I remember on our first date he mentioned something in passing conversation about "When I had my kidney transplant..." I didn't think much of it at the time, and I don't really remember talking about it more, although I know we did. I saw the dozens of prescription bottles on his bathroom counter when we were dating so I knew enough about it by the time we got serious because I mentioned it to my Dad when I had my conversation with him telling him Bryce and I had decided we wanted to get married. He told me that taking on that kind of health issue could be taxing, so to make sure I knew what I was signing on for. I didn't think much of it: I was in love and had found the man I wanted to spend eternity with. His health was good at the time and since I wasn't around for the transplant I didn't have any first hand experience with what it meant when his health wasn't good.

The first few years we were married his kidney did great. No major sicknesses and no hospitalizations. There were several instances of gout which would get him down for a few days, but his prescription for that helped and he always bounced back.

We celebrated the anniversary of the transplant with the Cook's each December with a party.

In 2010 we moved to Wichita. When he had regular blood tests at our local hospital there they would send his results to Dr. Senekjian, allowing us to keep him as Bryce's nephrologist and work with him for prescription changes and what not.

The beginning of 2012 Bryce's regular blood work showed that his sugars were high. Dr, Senekjian suggested getting a local doctor in Wichita Bryce could go see for new issues that might arise and help him handle, since he was too far away for an in person appointment. We got a referral to see an internist, Dr. Tatpatti who ran further blood work. He diagnosed Bryce with post-transplant diabetes. One of the potential side-affects of an anti-rejection medicine Bryce was on, Prograf, was that over a long period of time it can cause your body to stop producing insulin, causing diabetes. Obviously you can't quit taking the anti-rejection medication! So we changed Bryce's diet pretty drastically to see if that would make a difference.

It didn't.

Dr. Tatpatti put Bryce on a prescription to keep his blood sugar regulated. That seemed to do the trick. After a few months of it being pretty steady we quit monitoring it so much and things were fine.

The Summer of 2012 we moved back to Utah so we were able to go back to Dr. Senekjian as Bryce's Primary Care physician.
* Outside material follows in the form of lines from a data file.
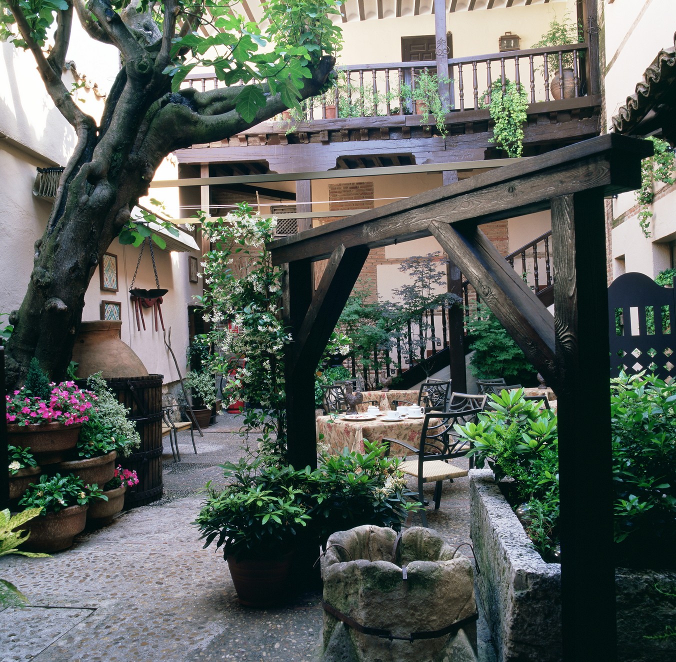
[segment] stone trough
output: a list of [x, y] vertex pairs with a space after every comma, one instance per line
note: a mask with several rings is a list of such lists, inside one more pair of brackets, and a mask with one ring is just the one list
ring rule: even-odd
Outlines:
[[[492, 471], [470, 471], [470, 503], [477, 590], [498, 662], [560, 662], [561, 566], [533, 548]], [[617, 569], [615, 590], [619, 662], [676, 660], [676, 637], [660, 636], [676, 629], [676, 571]]]
[[400, 540], [375, 526], [339, 531], [322, 571], [321, 660], [476, 662], [472, 565], [436, 531], [414, 527]]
It felt good to be back with a doctor who knew the whole history and was so easy to work with.

Transplant Pictures

Found a few of these gems of Bryce and LaWrell in the hospital post-transplant. It was so long ago, it's kind of interesting to me to see these. And because this was pre-digital camera I haven't seen many.

Bryce and Mom walking the halls- Duke and Moff in the background

JoDee and LaWrell- thanks guys!

Resting in those luxurious hospital beds

Pain management!

"My Brain Is Crap!"

The transplant went smoothly. Bryce had no major complications and healed well. His memory of the 6-8 weeks post-transplant are quite fuzzy, so a lot of this will be sourced from his Mom and Moff. He did push the doctors to let him out a bit earlier than they normally do. His brother Brad's wedding was December 28th in Logan and he didn't want to miss it. He had gotten approval from the nurses to go to that ahead of time.
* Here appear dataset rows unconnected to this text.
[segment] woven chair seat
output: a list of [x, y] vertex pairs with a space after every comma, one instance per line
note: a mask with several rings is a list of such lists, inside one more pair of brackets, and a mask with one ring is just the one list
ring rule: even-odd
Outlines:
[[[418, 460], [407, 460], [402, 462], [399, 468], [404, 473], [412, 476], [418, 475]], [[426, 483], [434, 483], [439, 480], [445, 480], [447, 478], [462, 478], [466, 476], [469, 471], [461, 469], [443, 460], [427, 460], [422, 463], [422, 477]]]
The Sunday before the wedding, they had an incident at the hospital. His nurse noticed his blood pressure was a little high, so she wanted to give him some blood pressure medicine thru his IV to bring it down. Bryce told her it's usually a little bit high, so not to be too worried, but she gave him the medicine anyway. It spiked again and at this point he started to get a bit of a headache. Bryce told her she should maybe check with the doctor before she gave him more. She didn't, and decided to give him more an hour or so later. It spiked even higher, giving him a massive migraine and causing him to throw up (keep in mind he'd had MAJOR surgery in his abdomen just days before. Dozens of stitches several layers deep in his stomach.) Naturally, this caused his BP to go even HIGHER (vomiting and pain will do that!) The nurse wanted to give him MORE! At this point Bryce insisted "Do not give me any more until you check with the doctor." She left and never came back. Bryce didn't see her again the rest of his stay. (Not sure what happened to her but this taught us to be your own advocate at the hospital! Speak up and be vocal about what you want and need! And if you feel strongly enough about it, talk to whoever you need to until you get what you need!) This all caused his numbers to go up and set him back a few days going home. 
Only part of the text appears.